In article <4gt4em$9mt at lyra.csx.cam.ac.uk> Peter Wang <plw at mrc-lmb.cam.ac.uk> writes:
>Benjamin Braun (bbraun at ucla.edu) wrote:
>>I am thinking of a project that would entail random mutagenesis of
>>a 300-1500 bp promoter fragment.  My question is, is there any way
>>to identify where a mutation lies to within a few base pairs short
>>of sequencing the construct?  That way I could assess an entire
>>population of mutants in one reaction - to assess the randomness
>>of mutation, and after a genetic selection to look for clusters of
>>mutations.  For example, I was considering using RNase protection
>>against a library of mutants.  In an ideal mutagenesis I would get
>>cleavage at each base with equal frequency, but hot spots would
>>show greater cleavage frequency, and therefore darker bands.
>>Linker insertion would be great, but I don't know of an easy way 
>>to get good distribution of the linkers.
>>
>>Any ideas out there?  I'd love to hear some!
>
>Benjamin:
>
>My disclaimer for the ideas below is that I don't have any personal 
>experience with the methods, but have been looking into them for uses 
>similar to what you have in mind (mapping mutations in selected 
>populations of DNAs).
>
>Similar to your idea of RNAse protection (RP) of a selected population, 
>you might look into chemical cleavage of mismatches (CCM) which probably 
>would work better than RP for what you have in mind.  You can look for 
>reviews by Richard G. H. Cotton (I think the original reference is PNAS 
>85:4397 (1988), but there is probably more recent stuff too).  
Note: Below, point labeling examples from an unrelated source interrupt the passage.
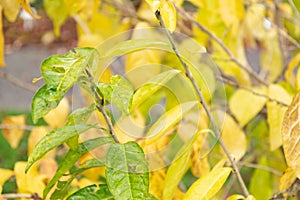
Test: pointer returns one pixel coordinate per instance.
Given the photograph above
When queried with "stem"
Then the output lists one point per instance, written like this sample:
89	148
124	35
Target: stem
100	108
34	196
222	45
204	104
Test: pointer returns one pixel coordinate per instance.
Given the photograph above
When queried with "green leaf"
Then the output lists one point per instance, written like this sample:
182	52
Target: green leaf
127	171
168	120
97	162
207	186
121	95
43	101
178	168
261	184
90	192
130	46
71	158
62	72
54	139
152	86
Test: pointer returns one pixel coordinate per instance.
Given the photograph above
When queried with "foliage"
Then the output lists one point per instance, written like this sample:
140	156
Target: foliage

>Heteroduplexes between the wildtype DNA and mutant DNA (made by PCR) are 
>cleaved by chemical reagents like hydroxylamine that specifically attack 
>unpaired bases, and the location of the mutation can be estimated by 
>sizing the fragments on a denaturing gel (DNAs are radioactively 
>labeled).
>
>A very elegant way to use CCM, if you have access to an ABI automated 
>sequencer, is fluorescence-assisted mismatch analysis (FAMA) (PNAS 
>91:1873 1994).  I heard a very nice talk by Tommy Meo about this and he 
>would be very helpful if you were interested, I think.
>
>Similarly, there are a couple of papers on using enzymes to cleave at 
>mismatches (Nature Genetics 9:177 (1995) and PNAS 92:87 (1995)), though 
>I think CCM is the gold standard.
>
>Cheers,
>- Peter
>
>---------------------------------------------------------
>Peter Wang, M.D., Ph.D.
>MRC Centre for Protein Engineering,
>Hills Road, Cambridge, CB2 2QH, England
>
>Tel (01223) 402104  (international calls +44-1223-402104)
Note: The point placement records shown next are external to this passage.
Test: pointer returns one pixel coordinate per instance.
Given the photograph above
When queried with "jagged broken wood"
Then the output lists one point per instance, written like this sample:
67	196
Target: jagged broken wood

>Fax (01223) 402140  (     "          "   +44-1223-402140)
>---------------------------------------------------------
>

Another method came out of Dan Nathan's lab in the mid-80s.  They digested
a plasmid containing the SV40 genome to statistically nick the plasmid once.
The population of molecules representing a nick at every nt was opened with
S1, and an 11-mer was ligated to throw off the reading frame.  The re-circularized DNA can now be used to transform bacteria.  Probe colony lifts with end-
labeled oligos that span the region that you want mutated. and probe a 
replicate with an oligo that spans another region of interest.  If the 
inserted oligo is at that site, the probe will not hybridize. So you pick
colonies that hybridize to one, but not the other oligo.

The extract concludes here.